Esophageal disorders acquired corrosive strictures


3.ACQUIRED

The acquired disorders may present in childhood or in adult  life

and  manifest  most  often  with  complaints  of  difficulty   in

swallowing(dysphagia).

 

  * The complaint  may  follow  a history of having  swallowed  a

    chemical   (corrosive  stricture)  or  it  may  be   a   slow

    progressive   dysphagia   (aclasia,   reflux    oesophagitis,

    carcinoma)

 

  * The  other  complaints  in disorders of  the  oesophagus  are

    related to the under nutrition as a result of the dysphagia.

 

  * The retained contents of the oesophagus can also be aspirated

    into  the  lungs  resulting  in  infection  and   respiratory

    insufficney.

 

2.2.1 CORROSIVE STRICTURES

These are caused by alkalies (sodium hydroxide, sodium carbonate)

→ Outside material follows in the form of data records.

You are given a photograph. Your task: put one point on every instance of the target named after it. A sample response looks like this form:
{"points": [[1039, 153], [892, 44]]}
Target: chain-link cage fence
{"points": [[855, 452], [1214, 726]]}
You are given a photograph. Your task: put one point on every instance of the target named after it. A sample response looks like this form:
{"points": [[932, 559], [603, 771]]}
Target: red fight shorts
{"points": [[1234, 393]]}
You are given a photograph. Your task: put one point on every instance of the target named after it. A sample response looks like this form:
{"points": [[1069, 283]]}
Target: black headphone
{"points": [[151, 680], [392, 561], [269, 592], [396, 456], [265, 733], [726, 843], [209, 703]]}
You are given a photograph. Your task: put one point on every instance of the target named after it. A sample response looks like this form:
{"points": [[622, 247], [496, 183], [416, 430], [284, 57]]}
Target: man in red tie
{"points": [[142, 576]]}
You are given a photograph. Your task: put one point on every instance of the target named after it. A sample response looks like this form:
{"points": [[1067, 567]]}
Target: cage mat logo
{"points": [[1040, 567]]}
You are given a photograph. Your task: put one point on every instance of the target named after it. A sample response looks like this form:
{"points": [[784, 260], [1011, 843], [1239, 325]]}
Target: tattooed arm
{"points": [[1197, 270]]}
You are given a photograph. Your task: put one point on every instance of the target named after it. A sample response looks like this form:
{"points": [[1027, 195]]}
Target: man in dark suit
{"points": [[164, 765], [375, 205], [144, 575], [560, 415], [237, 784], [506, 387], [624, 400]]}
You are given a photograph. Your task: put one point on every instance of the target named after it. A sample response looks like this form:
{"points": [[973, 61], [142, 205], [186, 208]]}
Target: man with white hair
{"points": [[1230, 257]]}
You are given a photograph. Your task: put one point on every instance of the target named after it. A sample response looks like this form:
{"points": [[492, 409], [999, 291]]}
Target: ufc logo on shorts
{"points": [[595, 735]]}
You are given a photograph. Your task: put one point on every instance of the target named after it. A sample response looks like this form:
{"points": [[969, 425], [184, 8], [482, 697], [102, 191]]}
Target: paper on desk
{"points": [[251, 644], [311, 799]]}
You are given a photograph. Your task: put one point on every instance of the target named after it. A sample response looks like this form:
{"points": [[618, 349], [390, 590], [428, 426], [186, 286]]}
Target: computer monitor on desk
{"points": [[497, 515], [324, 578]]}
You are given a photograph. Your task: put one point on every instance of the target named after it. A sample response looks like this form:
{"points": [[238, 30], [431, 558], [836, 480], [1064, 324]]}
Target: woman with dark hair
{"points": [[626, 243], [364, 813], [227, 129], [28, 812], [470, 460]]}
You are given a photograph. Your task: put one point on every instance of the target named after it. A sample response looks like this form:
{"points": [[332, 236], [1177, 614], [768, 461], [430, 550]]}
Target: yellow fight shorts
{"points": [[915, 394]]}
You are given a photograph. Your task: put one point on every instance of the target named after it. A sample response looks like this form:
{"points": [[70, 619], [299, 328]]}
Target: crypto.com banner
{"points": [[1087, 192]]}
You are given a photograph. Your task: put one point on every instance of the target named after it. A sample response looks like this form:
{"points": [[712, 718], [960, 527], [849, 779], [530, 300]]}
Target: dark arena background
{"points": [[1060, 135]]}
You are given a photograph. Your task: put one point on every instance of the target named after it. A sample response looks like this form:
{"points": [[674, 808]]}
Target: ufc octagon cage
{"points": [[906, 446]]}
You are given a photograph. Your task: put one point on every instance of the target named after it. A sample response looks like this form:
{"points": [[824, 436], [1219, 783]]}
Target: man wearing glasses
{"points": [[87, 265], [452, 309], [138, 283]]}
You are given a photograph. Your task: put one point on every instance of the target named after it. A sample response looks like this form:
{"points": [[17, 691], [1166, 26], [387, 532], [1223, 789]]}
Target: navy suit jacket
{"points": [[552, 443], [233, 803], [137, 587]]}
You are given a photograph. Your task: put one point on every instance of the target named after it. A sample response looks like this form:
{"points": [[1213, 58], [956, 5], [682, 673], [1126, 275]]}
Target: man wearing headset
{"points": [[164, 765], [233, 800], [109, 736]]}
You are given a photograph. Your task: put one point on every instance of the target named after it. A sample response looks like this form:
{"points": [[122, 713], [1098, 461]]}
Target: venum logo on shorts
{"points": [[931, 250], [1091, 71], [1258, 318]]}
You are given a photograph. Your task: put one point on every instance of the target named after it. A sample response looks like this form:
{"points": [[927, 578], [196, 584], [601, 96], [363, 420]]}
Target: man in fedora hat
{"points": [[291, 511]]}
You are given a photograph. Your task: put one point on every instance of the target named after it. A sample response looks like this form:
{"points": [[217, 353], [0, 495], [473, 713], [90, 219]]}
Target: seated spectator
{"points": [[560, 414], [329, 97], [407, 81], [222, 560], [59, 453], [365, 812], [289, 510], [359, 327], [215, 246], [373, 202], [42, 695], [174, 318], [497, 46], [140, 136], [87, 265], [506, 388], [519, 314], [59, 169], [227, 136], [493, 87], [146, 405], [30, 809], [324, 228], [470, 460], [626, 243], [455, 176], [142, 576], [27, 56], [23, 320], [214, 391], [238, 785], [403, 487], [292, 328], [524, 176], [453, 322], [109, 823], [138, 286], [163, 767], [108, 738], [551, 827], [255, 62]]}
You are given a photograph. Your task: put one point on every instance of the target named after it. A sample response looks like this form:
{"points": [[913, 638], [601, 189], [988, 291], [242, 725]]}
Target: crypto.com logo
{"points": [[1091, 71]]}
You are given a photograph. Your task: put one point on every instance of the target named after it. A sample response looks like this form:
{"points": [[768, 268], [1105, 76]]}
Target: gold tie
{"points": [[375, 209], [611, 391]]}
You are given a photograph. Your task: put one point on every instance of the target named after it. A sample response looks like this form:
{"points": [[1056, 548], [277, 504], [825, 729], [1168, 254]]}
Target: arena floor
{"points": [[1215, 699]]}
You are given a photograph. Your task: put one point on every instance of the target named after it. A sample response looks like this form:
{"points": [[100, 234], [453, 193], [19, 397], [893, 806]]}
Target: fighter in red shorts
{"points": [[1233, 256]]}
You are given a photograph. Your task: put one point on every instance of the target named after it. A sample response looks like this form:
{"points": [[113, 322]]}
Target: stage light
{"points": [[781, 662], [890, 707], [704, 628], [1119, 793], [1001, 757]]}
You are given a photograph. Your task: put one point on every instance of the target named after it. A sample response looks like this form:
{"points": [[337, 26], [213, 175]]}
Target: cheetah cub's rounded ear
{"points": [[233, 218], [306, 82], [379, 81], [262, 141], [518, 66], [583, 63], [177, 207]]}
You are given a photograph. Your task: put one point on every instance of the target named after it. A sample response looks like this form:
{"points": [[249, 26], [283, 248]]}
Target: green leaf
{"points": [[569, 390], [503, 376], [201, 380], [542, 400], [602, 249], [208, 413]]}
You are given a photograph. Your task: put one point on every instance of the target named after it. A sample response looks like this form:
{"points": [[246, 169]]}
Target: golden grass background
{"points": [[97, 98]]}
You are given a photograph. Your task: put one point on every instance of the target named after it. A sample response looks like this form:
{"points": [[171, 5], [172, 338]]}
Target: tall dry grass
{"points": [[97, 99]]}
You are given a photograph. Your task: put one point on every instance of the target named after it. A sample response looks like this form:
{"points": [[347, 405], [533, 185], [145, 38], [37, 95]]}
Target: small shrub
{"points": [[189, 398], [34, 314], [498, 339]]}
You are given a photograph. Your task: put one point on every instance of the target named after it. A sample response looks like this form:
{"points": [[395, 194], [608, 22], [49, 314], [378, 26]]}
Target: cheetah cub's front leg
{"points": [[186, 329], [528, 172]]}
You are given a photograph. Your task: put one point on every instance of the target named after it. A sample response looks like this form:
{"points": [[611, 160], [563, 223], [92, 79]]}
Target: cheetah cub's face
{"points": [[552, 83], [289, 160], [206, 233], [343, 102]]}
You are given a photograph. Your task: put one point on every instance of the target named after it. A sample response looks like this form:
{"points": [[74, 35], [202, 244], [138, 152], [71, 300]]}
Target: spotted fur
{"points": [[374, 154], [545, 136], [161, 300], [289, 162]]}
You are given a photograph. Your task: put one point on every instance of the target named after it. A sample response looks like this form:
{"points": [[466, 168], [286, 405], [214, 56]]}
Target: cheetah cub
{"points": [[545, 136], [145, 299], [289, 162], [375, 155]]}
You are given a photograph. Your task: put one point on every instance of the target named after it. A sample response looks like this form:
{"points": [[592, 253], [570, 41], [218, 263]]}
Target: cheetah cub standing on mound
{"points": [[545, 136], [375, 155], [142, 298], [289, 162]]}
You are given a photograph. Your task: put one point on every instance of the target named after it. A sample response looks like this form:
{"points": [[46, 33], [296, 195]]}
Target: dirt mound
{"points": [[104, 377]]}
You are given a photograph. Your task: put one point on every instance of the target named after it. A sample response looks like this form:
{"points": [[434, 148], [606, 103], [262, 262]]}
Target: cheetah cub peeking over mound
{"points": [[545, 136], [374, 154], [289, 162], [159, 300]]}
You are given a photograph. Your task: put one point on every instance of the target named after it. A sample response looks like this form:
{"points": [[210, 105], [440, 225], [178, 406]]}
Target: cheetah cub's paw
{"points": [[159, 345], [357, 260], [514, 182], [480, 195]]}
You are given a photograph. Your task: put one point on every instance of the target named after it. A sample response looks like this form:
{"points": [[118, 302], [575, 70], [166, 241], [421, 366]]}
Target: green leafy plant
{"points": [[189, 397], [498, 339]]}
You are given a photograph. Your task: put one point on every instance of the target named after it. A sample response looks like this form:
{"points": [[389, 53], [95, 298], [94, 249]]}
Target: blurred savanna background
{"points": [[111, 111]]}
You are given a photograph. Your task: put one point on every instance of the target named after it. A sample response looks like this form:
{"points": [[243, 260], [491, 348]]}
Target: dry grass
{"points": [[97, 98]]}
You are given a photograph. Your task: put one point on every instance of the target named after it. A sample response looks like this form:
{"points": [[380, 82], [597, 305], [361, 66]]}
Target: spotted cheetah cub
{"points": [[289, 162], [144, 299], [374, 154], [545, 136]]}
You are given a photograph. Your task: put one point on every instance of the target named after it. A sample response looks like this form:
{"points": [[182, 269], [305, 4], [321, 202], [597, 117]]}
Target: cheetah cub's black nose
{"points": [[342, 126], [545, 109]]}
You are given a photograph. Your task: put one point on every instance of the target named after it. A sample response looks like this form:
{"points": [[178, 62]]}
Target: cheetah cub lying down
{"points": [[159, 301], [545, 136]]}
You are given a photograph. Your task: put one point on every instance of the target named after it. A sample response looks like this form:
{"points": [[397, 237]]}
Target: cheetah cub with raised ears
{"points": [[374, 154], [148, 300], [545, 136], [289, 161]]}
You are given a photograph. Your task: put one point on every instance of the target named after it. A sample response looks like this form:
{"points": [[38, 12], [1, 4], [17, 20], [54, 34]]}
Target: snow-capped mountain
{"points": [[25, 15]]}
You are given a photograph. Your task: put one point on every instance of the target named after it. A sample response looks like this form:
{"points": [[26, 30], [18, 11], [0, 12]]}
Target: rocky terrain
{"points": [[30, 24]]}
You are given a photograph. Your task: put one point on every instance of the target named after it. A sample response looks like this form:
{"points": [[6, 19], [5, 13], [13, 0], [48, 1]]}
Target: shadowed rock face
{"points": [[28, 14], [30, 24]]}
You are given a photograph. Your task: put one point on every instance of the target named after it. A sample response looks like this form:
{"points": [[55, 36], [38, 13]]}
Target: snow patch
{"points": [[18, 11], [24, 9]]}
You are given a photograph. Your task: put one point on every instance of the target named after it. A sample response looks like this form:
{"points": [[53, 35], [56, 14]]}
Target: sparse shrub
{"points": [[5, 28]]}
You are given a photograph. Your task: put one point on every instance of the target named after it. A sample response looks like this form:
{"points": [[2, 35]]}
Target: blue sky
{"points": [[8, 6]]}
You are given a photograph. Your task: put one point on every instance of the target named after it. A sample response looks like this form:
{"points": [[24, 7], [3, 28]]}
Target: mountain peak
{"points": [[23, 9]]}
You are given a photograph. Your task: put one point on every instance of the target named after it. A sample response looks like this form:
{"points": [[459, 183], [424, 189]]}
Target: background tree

and acids (hydrochloric, nitric, sulphuric) they are used in  the

households for cleaning purposes and may be accidently  ingested.

   - In  these  cases strictures may form at any  site  from  the

     oropharynx  to  the  small intestines  in  addition  to  the

     oesophagus.

 

   - It  is  important  that the chemical be  identified  by  the

     history,  examination of the container or from  analysis  of

     the contents of the container.

 

  * Neutralisation  can only be possible if the patient  is  seen

    within the hour after ingestion.

  * Inducing vomitting or gastric lavage are contraindicated.

  * If the patient has stridor, hoarseness dyspnoea or shows sign

    of  burns  in  the mouth and pharynx the  patient  should  be

    admitted.

  * To prevent excessive inflammation and oedema treatment should

    be started with antibiotics and steroids.

  * In  cases of increasing  respiratory  difficulty,tracheostomy

    may be required.

  * X-ray of the chest and abdomen should be studied for evidence

    of  perforation into the mediastinum and into the  peritoneal

    cavity (air leak)

On diagnosis of burns further treatment consists of :

  * Medical treatment with antibiotics and steroids (3 weeks)  to

    minimise fibrous tissue laying down and

    Dilation and splinting of the burn segment so as to  maintain

    the lumen of the oesophagus

In cases where inspite of above regime strictures form.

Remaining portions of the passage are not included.